Doctor of Philosophy


Library & Information Science


Burkell, Jacquelyn


The past decade has witnessed a dramatic expansion in the amount of publicly available health care information on the Web. The health care information on the web, however, is of extremely variable quality. The evaluation of content quality is a big challenge because non-automated methods for information content rating can be easily overwhelmed by the huge data volume. This study proposes an automated approach for assessing the quality of web health care information through comparing the text content with evidence-based health care recommendations.

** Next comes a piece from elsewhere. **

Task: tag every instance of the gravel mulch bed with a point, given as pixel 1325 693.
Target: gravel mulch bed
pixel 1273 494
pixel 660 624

This method relies on semantic analysis and text classification to identify the presentation of evidence-based recommendations in web documents. As a result, the semantics-based rating approach is able to rate quality based on information content, rather than using indirect quality indicators such as website authorship, sponsorship, or text keywords as used in previous studies. Two systems were built to implement the semantics-based quality rating: a rule-based system and a prototypical machine learning system. The performance of both implementations was evaluated by comparing the automated quality rating results with human rating results on the same set of depression treatment web pages. The evaluation demonstrates that the automatically generated rating results using the semantics-based approach are comparable to those from human raters: that is, there is a high Pearson correlation between computer ratings and human rating results. The semantics-based approach has an advantage over previous automated approaches in that it produces quality rating results that present to information consumers feedback that is more instructive than just a quality score.